Double-Blind Comparison of the Two Hallucinogens Dextromethorphan and Psilocybin: Experience-Dependent and Enduring Psychological Effects in Healthy Volunteers

Psychedelic Medicine August 30, 2023 Samantha Hilbert, David S. Mathai, Nathan D. Sepeda et al. 10 citations

Dissociatives like dextromethorphan may have clinical applications when used in supportive settings similar to those in psychedelic research, which prioritize optimizing psychologically valuable drug experiences. The analysis suggests that such contexts could enhance therapeutic outcomes.

Learning how to make use of dissociative therapies.

International review of psychiatry (Abingdon, England) December 1, 2024 David S. Mathai 3 citations

Dissociative therapies are increasingly studied for psychiatric use, but key clinical questions remain. This review identifies six areas: whether functional unblinding skews efficacy data; how therapeutic effects differ from recreational drug relief; how the concept of dissociation applies to these drugs; whether subjective drug effects predict outcomes; how dissociative and classic psychedelics compare; and the need for prescribing and deprescribing guidelines as these treatments become more common.

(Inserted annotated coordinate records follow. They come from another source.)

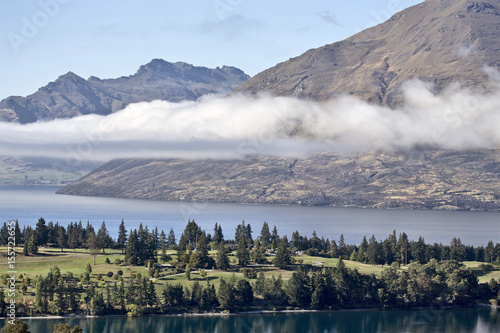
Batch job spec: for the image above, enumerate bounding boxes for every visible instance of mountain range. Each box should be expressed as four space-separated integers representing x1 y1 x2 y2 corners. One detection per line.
15 0 500 211
0 59 249 124
236 0 500 107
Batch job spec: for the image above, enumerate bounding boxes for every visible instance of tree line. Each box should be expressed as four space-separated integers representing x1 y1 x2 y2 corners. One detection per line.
0 218 500 267
0 218 500 316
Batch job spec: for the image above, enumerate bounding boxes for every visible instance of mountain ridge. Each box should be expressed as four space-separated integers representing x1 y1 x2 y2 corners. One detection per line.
0 59 249 124
236 0 500 107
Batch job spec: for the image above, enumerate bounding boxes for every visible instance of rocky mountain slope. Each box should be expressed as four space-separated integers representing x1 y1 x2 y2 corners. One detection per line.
236 0 500 107
58 149 500 210
0 59 249 124
59 0 500 211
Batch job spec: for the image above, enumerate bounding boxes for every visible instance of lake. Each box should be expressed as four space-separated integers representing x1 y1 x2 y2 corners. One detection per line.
0 309 500 333
0 185 500 246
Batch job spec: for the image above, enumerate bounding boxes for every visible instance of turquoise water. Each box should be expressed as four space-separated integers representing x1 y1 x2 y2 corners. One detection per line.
2 309 500 333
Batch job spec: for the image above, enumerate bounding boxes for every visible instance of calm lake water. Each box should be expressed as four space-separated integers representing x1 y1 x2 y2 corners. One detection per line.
0 309 500 333
0 186 500 246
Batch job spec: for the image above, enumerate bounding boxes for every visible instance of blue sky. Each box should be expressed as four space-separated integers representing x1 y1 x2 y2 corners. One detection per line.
0 0 422 99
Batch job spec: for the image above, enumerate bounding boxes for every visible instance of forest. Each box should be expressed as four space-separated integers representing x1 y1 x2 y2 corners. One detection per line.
0 218 500 317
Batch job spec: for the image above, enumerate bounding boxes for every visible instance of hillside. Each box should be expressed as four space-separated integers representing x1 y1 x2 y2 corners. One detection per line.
0 59 249 124
236 0 500 107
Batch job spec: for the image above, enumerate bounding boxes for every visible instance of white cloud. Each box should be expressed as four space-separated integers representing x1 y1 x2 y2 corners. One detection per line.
0 80 500 160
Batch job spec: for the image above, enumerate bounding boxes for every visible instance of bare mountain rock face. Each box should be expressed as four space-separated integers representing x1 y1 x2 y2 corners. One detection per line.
55 0 500 211
0 59 249 124
236 0 500 107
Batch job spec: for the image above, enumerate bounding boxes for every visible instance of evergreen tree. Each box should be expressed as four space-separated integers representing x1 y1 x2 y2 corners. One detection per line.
398 232 410 266
0 222 9 246
57 226 68 252
330 239 339 258
35 217 49 246
236 234 250 267
234 279 253 306
116 219 128 254
450 237 465 261
23 237 29 256
217 278 236 311
125 229 139 265
356 236 368 263
96 221 113 254
338 234 347 256
87 233 100 265
286 267 311 308
28 231 38 254
366 235 384 265
273 236 291 269
215 242 229 271
212 222 224 246
168 228 177 249
260 221 271 248
160 229 168 253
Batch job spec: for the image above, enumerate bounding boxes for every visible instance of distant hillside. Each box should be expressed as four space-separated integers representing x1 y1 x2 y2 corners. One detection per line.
236 0 500 106
0 59 249 124
58 150 500 210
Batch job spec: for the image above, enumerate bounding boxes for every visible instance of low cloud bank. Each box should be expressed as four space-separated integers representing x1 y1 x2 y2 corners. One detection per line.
0 80 500 160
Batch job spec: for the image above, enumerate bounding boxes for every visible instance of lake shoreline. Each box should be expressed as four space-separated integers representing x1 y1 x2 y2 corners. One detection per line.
0 303 490 320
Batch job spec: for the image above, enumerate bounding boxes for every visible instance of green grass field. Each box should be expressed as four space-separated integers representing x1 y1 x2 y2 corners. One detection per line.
0 247 500 297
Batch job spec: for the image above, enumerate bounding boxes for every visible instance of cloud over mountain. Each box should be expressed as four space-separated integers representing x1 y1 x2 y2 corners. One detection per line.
0 77 500 160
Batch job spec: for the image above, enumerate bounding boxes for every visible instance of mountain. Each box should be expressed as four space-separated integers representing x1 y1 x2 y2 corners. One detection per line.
59 0 500 211
58 149 500 210
0 59 249 124
236 0 500 107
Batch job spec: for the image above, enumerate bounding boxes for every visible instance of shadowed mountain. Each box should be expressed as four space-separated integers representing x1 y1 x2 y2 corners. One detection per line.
0 59 249 124
236 0 500 107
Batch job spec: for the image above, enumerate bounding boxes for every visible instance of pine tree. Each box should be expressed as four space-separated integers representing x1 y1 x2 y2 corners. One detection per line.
215 243 229 271
338 234 347 256
168 228 177 249
116 219 127 254
286 267 311 308
125 230 139 265
260 221 271 248
236 234 250 267
57 226 68 252
212 222 224 246
28 231 38 254
217 278 235 311
35 217 49 246
274 236 291 269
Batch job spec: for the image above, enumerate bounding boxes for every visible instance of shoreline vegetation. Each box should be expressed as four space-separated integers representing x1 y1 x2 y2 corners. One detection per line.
0 303 500 320
0 218 500 319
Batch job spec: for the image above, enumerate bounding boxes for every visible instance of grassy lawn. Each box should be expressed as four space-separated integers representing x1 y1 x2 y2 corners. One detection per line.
0 247 500 297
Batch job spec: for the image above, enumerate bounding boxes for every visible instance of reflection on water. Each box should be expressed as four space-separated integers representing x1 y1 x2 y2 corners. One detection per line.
7 309 500 333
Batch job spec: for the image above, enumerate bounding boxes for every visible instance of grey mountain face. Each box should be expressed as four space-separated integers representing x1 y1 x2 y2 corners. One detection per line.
237 0 500 106
0 59 249 124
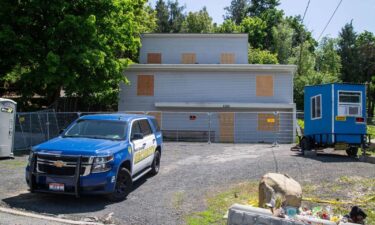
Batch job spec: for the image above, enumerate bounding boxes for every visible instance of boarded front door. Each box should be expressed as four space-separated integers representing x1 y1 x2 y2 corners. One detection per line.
219 112 234 143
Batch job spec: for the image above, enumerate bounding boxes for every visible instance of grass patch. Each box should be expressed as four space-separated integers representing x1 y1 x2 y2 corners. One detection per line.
186 182 258 225
185 176 375 225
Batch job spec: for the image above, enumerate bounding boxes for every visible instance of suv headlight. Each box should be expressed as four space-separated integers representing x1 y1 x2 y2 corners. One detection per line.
91 155 113 173
27 150 34 166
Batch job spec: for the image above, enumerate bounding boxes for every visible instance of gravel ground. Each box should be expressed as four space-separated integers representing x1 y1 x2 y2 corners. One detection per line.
0 143 375 225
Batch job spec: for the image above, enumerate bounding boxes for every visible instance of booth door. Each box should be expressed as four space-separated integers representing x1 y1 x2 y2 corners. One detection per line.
0 102 16 157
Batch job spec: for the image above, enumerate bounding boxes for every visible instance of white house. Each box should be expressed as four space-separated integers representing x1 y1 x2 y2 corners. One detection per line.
119 34 296 142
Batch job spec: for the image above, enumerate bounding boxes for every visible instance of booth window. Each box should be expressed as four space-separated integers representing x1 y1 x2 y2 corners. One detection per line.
338 91 362 117
311 95 322 120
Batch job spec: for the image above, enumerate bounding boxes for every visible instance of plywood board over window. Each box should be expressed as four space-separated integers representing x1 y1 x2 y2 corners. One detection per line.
258 113 279 131
147 53 161 64
220 53 235 64
256 75 274 97
181 53 196 64
137 75 154 96
219 112 234 143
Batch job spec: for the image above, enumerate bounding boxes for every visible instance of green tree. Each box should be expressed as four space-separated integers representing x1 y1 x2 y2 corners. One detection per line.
248 0 280 17
182 7 213 33
224 0 249 25
259 8 284 51
248 48 278 64
356 31 375 117
168 0 186 33
240 17 267 49
214 19 241 33
155 0 170 33
285 15 318 53
338 22 360 82
139 5 158 33
0 0 146 107
272 22 294 64
315 37 341 77
289 41 339 109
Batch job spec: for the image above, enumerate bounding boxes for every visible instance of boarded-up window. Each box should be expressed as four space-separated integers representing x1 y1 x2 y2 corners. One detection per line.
137 75 154 96
220 53 235 64
258 113 279 131
256 76 273 96
147 53 161 64
181 53 196 64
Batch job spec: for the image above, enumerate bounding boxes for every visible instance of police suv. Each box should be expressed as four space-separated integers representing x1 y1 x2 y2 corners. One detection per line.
26 114 162 201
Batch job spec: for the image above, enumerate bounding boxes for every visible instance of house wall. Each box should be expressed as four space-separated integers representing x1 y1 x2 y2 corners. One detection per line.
139 34 248 64
119 71 293 111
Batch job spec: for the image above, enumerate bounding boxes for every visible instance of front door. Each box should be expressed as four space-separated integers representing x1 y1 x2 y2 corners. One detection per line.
219 112 234 143
131 119 156 175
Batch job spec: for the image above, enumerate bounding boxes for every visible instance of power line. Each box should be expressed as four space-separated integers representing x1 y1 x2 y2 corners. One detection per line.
318 0 343 41
302 0 310 23
298 0 310 75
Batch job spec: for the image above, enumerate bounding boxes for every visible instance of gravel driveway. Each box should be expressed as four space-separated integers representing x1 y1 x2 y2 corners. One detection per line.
0 143 375 225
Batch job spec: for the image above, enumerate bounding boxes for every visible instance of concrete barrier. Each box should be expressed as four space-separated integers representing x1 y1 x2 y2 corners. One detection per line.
227 204 356 225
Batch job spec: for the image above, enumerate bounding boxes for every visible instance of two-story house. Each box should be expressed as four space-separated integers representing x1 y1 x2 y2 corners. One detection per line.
119 34 296 142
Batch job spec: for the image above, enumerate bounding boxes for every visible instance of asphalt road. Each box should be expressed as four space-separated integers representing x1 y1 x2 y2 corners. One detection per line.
0 143 375 225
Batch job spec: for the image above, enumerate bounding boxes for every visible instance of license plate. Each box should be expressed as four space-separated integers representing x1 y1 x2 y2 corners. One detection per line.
49 183 65 191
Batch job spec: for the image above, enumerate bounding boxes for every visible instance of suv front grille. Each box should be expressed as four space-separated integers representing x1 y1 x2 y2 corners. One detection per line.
37 154 93 176
38 163 85 176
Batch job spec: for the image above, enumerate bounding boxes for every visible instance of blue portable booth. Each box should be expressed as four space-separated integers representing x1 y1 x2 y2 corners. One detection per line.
300 83 367 156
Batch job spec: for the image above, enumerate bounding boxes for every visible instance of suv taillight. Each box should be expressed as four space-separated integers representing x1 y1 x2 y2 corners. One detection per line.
355 117 365 123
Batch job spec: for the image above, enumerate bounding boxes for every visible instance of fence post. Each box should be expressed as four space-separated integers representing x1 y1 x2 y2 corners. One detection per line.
207 112 211 144
272 111 280 147
46 112 50 140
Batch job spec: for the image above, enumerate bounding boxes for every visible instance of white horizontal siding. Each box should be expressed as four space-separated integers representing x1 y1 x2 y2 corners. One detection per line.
119 72 293 111
139 37 248 64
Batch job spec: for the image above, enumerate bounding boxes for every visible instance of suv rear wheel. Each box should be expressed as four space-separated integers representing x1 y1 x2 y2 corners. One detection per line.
108 167 133 202
150 151 160 175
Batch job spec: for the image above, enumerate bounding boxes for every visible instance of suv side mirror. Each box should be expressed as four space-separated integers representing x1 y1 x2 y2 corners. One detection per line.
131 133 143 141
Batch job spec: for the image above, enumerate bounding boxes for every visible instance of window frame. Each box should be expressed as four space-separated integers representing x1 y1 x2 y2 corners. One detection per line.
255 74 275 98
147 52 162 64
310 94 323 120
137 74 155 97
139 119 153 137
337 90 363 117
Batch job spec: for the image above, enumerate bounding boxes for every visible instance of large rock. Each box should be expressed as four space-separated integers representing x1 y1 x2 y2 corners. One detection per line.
259 173 302 208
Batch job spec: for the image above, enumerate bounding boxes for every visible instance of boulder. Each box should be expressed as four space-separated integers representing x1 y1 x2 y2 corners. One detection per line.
259 173 302 208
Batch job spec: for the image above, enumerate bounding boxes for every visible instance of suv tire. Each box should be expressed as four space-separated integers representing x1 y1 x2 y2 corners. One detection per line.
150 150 160 175
108 167 133 202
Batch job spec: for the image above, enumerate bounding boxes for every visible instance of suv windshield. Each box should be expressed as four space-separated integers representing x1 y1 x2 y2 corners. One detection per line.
63 120 127 140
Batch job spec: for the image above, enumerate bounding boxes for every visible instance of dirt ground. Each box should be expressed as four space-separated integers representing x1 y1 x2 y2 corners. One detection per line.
0 142 375 225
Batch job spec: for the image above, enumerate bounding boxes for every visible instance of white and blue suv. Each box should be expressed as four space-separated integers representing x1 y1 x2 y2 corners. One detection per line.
26 114 163 201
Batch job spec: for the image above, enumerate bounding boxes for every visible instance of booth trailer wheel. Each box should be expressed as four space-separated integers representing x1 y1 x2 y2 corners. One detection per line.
346 147 358 158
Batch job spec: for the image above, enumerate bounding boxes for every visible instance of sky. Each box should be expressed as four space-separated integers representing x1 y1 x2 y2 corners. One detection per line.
149 0 375 39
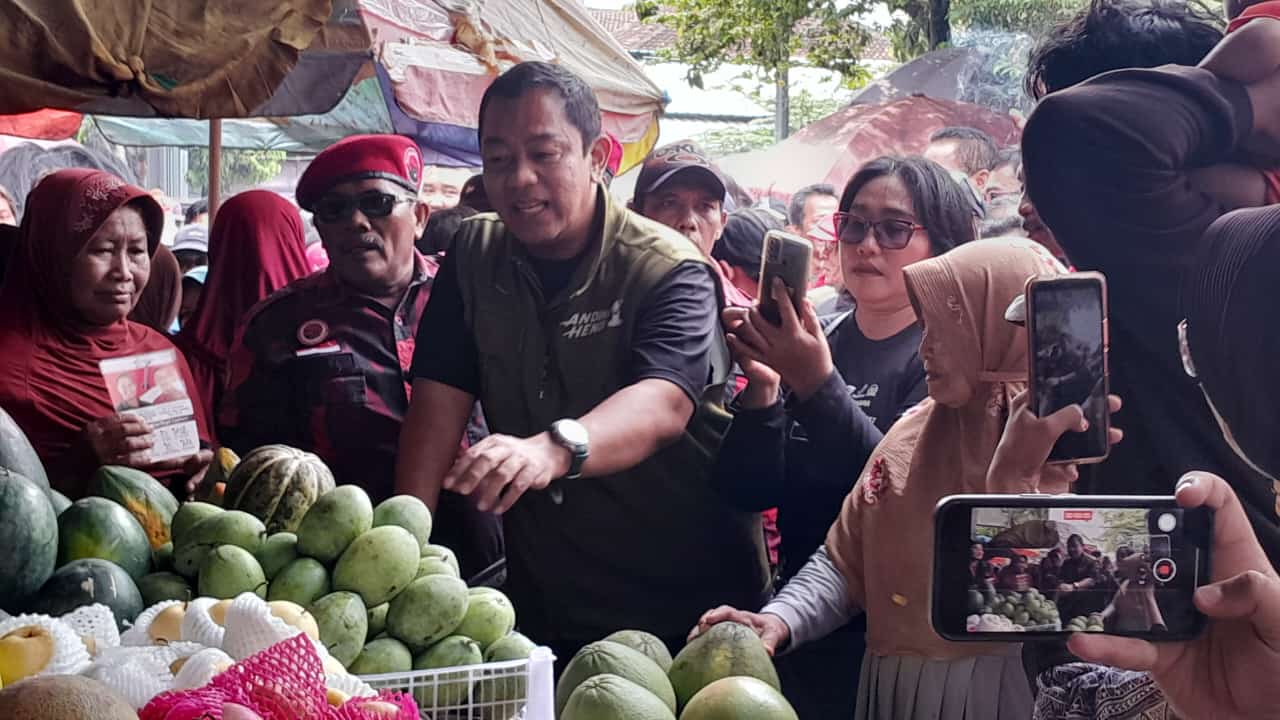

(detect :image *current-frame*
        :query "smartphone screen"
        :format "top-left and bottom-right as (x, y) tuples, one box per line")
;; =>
(933, 496), (1212, 642)
(1027, 273), (1110, 461)
(756, 231), (813, 325)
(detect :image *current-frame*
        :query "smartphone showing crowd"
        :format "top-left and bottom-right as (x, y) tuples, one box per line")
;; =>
(932, 495), (1213, 642)
(1025, 273), (1111, 462)
(756, 231), (813, 325)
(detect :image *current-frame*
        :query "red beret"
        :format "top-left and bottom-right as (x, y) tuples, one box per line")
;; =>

Shame, guilt and psychedelic experience: Results from a prospective, longitudinal survey of real-world psilocybin use

October 14, 2023 David S. Mathai, Daniel E. Roberts, Sandeep M. Nayak et al. preprint

A longitudinal study of 679 adults planning to use psilocybin in naturalistic settings found that while most users (89.7%) described the experience as positive, acute feelings of shame or guilt were commonly reported (68.2% of users) and difficult to predict. The ability to constructively work through these feelings predicted wellbeing 2-4 weeks after use. Psilocybin produced a small but significant average decrease in trait shame that lasted 2-3 months, but trait shame increased in a notable minority (29.8%) of participants. The activation of shame-related experiences with psychedelics may pose a unique learning condition for both therapeutic and detrimental forms of memory reconsolidation.